The precursor of the Society was the Japan Alcoholism Treatment Research Group, inaugurated in 1979, by merging the Kansai Alcoholism Treatment Research Group and the Kanto Alcoholism Treatment Managers Group, both of which were exclusive gatherings of psychiatrists associated with alcoholism clinics. The major objectives in establishing the Group were as follows: (1) to provide a forum for exchange of information among specialists involved in clinical treatment of alcohol-related problems; (2) to pursue activities for protecting the human rights of patients with alcohol-related problems; (3) to establish a network encompassing the government, medical organizations and self-help organizations, with emphasis on regional activities; and (4) to stress activities in each district, based on a division of the entire nation into seven blocks (Hokkaido, Tohoku, Kanto/Koshin-etsu, Tokai/Hokuriku, Kansai, Chugoku/Shikoku, Kyushu). Thereafter, the Japan Alcoholism Treatment Research Group met once a year in one of the seven blocks on a rotational basis. At the 13th convention of the Japan Alcoholism Treatment Research Group (Kumamoto Assembly), it was agreed that the name of the organization would be changed from the next fiscal year to the Japanese Society of Alcohol-Related Problems. A number of circumstances account for this change, including the following: (1) the number of participants in the Research Group increased yearly, and as the Group grew into a large body it became difficult to manage without establishing an organization; (2) the subjects of the Group widened to include all addictive behaviours in general, not just alcohol-related problems; and (3) organizing the Group into the Society made it easier for members to participate. Although the Group was replaced by the Society, its objectives were adopted by the Society without modification. In the following year, 1992, the first scientific meeting of the Japanese Society of Alcohol-Related Problems was held in Sapporo (14th meeting). An outline of the Society is given in Table 1.

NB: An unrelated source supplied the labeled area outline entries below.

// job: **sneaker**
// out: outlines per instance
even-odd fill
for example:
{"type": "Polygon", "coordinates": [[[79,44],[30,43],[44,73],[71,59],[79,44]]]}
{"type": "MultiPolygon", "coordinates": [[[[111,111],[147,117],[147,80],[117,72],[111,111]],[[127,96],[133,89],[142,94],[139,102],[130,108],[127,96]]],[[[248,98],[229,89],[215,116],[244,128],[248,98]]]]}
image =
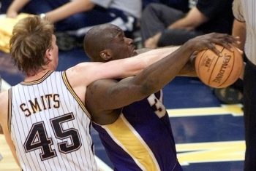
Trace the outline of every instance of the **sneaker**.
{"type": "Polygon", "coordinates": [[[243,103],[243,93],[238,89],[230,87],[214,89],[214,93],[224,103],[237,104],[243,103]]]}

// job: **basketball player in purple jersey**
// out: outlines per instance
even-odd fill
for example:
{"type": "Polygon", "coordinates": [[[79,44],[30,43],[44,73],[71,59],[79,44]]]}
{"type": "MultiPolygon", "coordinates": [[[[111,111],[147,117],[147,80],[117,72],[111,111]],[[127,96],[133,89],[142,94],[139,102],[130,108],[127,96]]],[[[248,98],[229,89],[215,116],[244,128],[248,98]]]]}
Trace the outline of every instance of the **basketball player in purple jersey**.
{"type": "MultiPolygon", "coordinates": [[[[222,41],[226,36],[196,37],[134,77],[99,80],[89,86],[86,106],[115,170],[182,170],[161,89],[178,74],[195,75],[189,63],[195,51],[210,48],[218,53],[213,42],[230,48],[222,41]]],[[[132,40],[109,24],[90,30],[84,49],[94,62],[136,55],[132,40]]]]}

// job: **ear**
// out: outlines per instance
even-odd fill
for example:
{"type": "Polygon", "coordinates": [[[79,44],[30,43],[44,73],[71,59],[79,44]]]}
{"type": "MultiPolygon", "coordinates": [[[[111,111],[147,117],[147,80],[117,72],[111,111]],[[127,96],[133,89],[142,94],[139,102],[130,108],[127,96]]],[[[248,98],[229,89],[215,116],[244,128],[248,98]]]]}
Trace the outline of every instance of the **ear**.
{"type": "Polygon", "coordinates": [[[111,59],[111,54],[108,50],[102,50],[99,52],[100,57],[104,60],[109,60],[111,59]]]}
{"type": "Polygon", "coordinates": [[[50,62],[53,60],[53,55],[51,54],[51,49],[49,48],[45,52],[45,57],[46,60],[49,62],[50,62]]]}

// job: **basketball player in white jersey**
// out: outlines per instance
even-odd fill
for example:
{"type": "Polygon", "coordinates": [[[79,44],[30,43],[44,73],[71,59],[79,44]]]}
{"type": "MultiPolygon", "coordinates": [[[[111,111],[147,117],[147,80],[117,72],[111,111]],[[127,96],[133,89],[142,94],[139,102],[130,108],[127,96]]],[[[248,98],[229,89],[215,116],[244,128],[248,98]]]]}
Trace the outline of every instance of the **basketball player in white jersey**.
{"type": "MultiPolygon", "coordinates": [[[[23,170],[98,170],[91,116],[84,106],[86,87],[99,79],[135,75],[172,49],[105,63],[83,63],[57,72],[56,41],[53,25],[46,19],[30,17],[15,26],[10,52],[26,77],[0,95],[0,123],[23,170]]],[[[122,55],[135,53],[129,48],[122,55]]]]}

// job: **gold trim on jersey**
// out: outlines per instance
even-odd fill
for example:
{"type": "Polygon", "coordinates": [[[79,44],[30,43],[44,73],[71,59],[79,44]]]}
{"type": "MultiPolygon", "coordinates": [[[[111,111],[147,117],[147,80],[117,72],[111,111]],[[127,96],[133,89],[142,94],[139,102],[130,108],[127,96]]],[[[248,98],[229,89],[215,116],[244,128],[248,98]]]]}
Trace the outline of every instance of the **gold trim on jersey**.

Table 1. Outline of the Society.
Title of Society
The Japanese Society of Alcohol-Related Problems
Office of the Japanese Society of Alcohol-Related Problems
Katsuya Maruyama, Director, National Alcoholism Center Kurihama Hospital
Yoshihiro Kosugi, Director, Kosugi Clinic
Susumu Higuchi, Deputy Director, National Alcoholism Center Kurihama Hospital
Criteria for membership
The rules of the Society stipulate that society members shall have the qualifications and shall be approved by the Board of Directors (Table 2). Regular members consist of directors, auditors, trustees and general members. Members include not only physicians but also nurses, hygienists, social workers and psychotherapists. Members can be of any profession so long as they endorse the objectives of the Society.
Table 2. Criteria for membership.
Persons who are concerned about alcohol-related problems and who endorse the objectives of the Society
Individuals or organizations that endorse the objectives of the Society and support its activities
Members who have contributed to development of the Society over a number of years, who have been recommended by the Board of Directors, and who have been approved by the Board of Trustees and the General Meeting
Members must pay annual dues in the amounts stipulated in the provisions of the bylaws. The amounts are ¥10,000 for directors and auditors, ¥5000 for trustees, ¥2000 for general members and ¥30,000 for supporting members. Members who fail to pay dues for 2 years or more, who impair the honour of the Society, or who commit acts in violation of the Society's objectives will be expelled from membership. Members who wish to resign may do so if they notify the Society's Administration Office and pay their dues for the current fiscal year.
Benefits of membership
Membership benefits are as stipulated below.
1Members are entitled to receive the Society's journal and newsletter (described below).
2Members can take part in general meetings, in scientific meetings and in other activities carried out by the Society.
3Members can present papers at scientific meetings.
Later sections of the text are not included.